The idea of the "Golden Cow" comes from the story of the Exodus as told in the Bible. After Moses ascends Mount Sinai to receive a direct word from the LORD, the people of Israel are left at the bottom of the mountain. Up until this point, the Hebrews have seen the Red Sea split, received manna from heaven, and other miracles orchestrated directly by the hand of God. In chapter 32 however, they rebel against the very God who had brought them out of bondage and carried them through the desert. Aaron, the brother of Moses, calls for the people to bring their gold and makes a golden cow out of the melted gold. This was quickly put down by Moses who had the cow melted and crushed to powder and put in water, and then made the people drink it.
Over the course of history many things have been placed on the altar rightly occupied by the Lord. These are not always so obvious as a statue made of gold, but rather may be internal matters or private obsessions and idols. The point is that it always follows a cycle.

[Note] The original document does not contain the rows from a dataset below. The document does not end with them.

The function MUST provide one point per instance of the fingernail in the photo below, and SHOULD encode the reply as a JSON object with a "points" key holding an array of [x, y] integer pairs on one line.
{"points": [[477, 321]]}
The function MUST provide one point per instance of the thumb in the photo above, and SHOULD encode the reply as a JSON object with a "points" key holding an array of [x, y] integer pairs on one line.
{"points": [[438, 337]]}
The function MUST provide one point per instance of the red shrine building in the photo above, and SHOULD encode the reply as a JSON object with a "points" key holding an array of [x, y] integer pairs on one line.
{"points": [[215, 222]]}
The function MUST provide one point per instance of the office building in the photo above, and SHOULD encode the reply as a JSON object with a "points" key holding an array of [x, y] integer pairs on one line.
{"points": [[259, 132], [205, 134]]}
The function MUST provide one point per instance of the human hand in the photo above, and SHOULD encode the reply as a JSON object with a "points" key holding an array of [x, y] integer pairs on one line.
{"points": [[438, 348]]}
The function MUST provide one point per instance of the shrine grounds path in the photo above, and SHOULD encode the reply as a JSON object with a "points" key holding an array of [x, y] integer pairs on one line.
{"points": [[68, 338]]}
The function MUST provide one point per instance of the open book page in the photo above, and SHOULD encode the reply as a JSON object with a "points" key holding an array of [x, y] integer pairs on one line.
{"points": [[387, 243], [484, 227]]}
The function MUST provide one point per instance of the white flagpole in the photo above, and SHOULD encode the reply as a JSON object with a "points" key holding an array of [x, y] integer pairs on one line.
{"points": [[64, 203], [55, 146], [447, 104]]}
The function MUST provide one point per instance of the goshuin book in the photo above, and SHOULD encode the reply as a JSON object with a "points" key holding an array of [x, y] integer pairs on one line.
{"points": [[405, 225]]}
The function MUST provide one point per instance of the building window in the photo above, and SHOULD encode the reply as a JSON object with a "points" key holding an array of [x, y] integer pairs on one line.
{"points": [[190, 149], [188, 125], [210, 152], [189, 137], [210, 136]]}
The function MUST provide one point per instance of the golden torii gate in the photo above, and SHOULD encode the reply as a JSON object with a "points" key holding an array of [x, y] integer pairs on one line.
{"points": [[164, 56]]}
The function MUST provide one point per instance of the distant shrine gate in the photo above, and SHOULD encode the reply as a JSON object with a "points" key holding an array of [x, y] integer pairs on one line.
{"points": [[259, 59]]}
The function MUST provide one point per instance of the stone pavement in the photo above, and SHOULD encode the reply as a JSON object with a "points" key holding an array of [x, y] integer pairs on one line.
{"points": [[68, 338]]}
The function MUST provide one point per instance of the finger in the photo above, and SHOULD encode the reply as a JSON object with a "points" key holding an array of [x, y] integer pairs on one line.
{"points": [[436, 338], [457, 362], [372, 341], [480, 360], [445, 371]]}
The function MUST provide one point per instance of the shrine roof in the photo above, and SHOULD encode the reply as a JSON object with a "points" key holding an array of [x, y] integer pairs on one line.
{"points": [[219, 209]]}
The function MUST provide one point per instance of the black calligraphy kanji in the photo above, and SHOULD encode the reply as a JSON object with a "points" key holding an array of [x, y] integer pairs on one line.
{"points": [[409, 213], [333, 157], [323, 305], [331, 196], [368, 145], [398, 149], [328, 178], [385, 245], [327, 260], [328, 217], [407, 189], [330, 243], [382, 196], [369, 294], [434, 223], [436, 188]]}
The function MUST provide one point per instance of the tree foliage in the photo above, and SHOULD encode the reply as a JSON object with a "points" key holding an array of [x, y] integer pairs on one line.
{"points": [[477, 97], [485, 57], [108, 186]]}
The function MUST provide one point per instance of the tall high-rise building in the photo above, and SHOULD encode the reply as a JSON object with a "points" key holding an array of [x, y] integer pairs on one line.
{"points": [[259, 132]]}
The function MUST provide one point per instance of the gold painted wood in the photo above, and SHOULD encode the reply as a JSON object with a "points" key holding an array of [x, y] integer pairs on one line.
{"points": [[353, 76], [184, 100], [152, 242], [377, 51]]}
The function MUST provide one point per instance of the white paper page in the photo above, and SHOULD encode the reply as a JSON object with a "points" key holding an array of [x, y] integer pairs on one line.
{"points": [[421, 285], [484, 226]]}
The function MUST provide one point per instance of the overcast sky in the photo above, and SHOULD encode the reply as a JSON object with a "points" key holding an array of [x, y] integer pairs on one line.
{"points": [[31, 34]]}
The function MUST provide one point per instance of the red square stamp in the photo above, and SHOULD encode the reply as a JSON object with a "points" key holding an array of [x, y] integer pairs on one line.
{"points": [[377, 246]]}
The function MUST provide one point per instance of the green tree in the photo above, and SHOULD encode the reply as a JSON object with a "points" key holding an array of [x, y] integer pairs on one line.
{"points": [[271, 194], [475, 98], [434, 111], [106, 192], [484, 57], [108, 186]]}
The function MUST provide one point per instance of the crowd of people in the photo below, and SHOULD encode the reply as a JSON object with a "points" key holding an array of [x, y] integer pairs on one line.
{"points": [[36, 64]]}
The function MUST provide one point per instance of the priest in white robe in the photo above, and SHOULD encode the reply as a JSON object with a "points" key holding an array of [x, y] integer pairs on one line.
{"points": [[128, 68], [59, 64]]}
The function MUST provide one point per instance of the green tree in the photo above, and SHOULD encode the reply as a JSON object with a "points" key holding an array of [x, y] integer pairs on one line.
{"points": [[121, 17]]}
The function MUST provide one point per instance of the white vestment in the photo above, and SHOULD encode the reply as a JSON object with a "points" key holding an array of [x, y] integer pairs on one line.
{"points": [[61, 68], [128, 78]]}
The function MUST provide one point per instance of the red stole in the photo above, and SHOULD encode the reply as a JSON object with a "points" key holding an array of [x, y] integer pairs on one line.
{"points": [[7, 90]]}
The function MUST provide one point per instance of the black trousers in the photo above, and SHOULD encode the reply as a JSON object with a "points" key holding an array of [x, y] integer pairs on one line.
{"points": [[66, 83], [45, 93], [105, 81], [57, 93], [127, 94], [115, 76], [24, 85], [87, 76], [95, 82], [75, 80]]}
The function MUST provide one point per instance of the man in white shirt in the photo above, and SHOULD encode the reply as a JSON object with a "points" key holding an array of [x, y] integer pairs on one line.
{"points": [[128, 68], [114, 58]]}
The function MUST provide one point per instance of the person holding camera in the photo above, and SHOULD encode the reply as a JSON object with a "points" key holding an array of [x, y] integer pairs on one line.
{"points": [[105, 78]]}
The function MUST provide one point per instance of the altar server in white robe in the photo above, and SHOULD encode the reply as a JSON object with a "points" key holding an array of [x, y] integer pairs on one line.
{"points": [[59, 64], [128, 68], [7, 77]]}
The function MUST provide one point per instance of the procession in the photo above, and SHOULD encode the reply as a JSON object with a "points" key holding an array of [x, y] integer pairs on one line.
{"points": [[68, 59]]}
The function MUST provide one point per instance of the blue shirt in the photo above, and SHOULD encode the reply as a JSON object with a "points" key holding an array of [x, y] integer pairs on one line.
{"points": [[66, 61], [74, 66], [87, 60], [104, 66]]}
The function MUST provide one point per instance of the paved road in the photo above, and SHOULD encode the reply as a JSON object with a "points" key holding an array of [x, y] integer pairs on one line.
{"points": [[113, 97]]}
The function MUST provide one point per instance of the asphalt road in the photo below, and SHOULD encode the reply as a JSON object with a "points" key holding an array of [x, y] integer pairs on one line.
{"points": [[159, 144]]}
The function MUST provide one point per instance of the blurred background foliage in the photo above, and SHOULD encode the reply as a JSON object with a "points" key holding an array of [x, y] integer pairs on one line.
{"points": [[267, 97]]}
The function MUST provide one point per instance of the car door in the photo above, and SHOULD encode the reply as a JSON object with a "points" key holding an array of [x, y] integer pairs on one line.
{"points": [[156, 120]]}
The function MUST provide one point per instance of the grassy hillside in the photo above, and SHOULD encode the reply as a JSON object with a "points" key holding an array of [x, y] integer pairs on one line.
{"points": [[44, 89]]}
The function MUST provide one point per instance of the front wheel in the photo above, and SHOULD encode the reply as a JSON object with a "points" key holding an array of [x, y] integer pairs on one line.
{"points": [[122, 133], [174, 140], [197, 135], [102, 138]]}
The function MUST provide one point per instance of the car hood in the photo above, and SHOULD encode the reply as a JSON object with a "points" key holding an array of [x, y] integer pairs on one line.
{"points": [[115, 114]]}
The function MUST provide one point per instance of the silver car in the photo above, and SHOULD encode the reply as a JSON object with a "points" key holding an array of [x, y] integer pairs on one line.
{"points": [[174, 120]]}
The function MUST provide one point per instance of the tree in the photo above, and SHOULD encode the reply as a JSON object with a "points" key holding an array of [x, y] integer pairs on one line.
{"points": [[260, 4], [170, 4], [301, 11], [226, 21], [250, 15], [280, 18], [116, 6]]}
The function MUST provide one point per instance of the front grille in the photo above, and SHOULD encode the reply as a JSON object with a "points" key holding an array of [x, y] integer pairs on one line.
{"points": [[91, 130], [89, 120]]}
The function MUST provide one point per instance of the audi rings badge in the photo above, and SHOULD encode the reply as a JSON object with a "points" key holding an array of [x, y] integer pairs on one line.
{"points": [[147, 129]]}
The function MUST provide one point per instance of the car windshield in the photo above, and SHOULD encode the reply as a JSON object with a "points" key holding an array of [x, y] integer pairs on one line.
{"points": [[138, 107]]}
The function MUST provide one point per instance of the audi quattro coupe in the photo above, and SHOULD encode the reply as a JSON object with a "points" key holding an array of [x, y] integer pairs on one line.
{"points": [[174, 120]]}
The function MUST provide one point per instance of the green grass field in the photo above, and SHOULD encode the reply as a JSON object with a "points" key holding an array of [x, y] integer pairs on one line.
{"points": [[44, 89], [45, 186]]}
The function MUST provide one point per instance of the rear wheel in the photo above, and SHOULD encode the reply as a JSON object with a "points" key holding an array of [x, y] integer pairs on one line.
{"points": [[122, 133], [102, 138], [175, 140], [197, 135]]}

The cycle begins with something that makes you happy, which causes you to love it, loving it then causes you to desire it, desire causes dependence, dependence causes this to become first in our hearts, and whatever is first in our hearts is what we worship.
I want to suggest that the latest golden cow is not even something that can be seen, though it does take on an appearance in a white cup with a sleeve on it. The newest golden cow is community. The first thing you're going to think is that I was going to bash Starbucks. Well, I will, but not directly. They are a good company to work for with great benefits and flexible hours. I will however be taking them to task because they are creating a generation of people who are naive and blinded by the fact that they are seeking community and satisfaction from a cup of hot water, sugar, and milk. One of Starbucks' goals is to create the idea of a "Third Place" where one can go and find community and connect. Christians who find their sense of community and connection outside of the church and settle for manufactured community are running the risk of becoming idolaters. The golden cow of our day is the idea that a cup can give you community and you can find your satisfaction in that. Starbucks has made a fortune off the basic human desire to relate with other people, and has taken the fact that we all crave community with other people and turned it into marketing genius.

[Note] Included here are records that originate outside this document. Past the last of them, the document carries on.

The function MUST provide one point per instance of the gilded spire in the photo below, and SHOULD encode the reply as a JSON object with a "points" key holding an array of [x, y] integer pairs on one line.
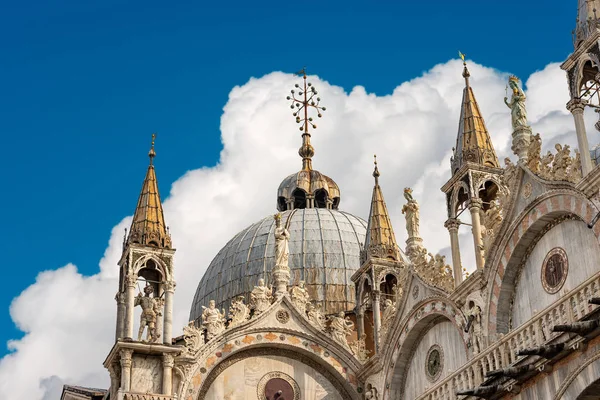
{"points": [[473, 142], [148, 226], [302, 100], [380, 241]]}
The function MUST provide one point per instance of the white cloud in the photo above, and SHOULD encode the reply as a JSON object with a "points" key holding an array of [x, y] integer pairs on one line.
{"points": [[68, 319]]}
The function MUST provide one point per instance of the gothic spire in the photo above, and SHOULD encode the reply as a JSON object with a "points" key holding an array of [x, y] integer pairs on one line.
{"points": [[588, 13], [473, 143], [148, 226], [380, 241]]}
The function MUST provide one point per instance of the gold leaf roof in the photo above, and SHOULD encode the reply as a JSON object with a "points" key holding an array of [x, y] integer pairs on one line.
{"points": [[380, 240], [148, 226], [473, 142]]}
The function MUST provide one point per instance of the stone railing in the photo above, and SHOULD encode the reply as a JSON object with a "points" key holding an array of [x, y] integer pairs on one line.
{"points": [[146, 396], [536, 332]]}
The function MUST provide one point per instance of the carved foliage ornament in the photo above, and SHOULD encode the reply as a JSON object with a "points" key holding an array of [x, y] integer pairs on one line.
{"points": [[271, 383], [554, 270], [434, 363]]}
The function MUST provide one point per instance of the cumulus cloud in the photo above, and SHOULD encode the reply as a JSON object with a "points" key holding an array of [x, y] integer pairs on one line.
{"points": [[68, 319]]}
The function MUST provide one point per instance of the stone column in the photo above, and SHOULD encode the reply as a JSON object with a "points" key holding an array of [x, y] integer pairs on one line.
{"points": [[169, 288], [360, 322], [126, 369], [576, 107], [452, 226], [475, 208], [130, 281], [120, 298], [376, 295], [167, 374], [521, 140]]}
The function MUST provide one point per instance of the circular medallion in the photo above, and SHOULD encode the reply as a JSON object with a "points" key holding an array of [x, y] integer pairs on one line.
{"points": [[554, 270], [434, 363], [277, 385], [282, 316], [527, 190]]}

One of the reasons why I think they attract so many Christians is because I think the Church (universal) has failed as a worldwide institution to adequately give community. We have become a Church of programs, initiatives, vision statements, growth strategies, and catchy slogans so that have lost sight that one of the principal functions of the Church is community. Now there are many local congregations who have succeeded at this, and I feel like I am part of such a congregation.
The point of this blog is not to bash Starbucks or their product, which I think overall is a good product. The thing I want to do with this post is to call for Christians everywhere to find their community not in a cup but in the Christ. Our community should be based on Jesus Christ and the salvation that we have together in Him. This, not a latte, should be the driving force for us to find community with one another. There are many golden cows out there vying for our attention, love, and adoration, and many others are very indirect in their approach. The goal of Satan is not to get you to sacrifice a goat on an altar, it is to get you to replace Jesus Christ with something else in your heart. Whatever you love more than Jesus Christ is an idol, and I hope we never get to the point where we love a cup of coffee more than Him.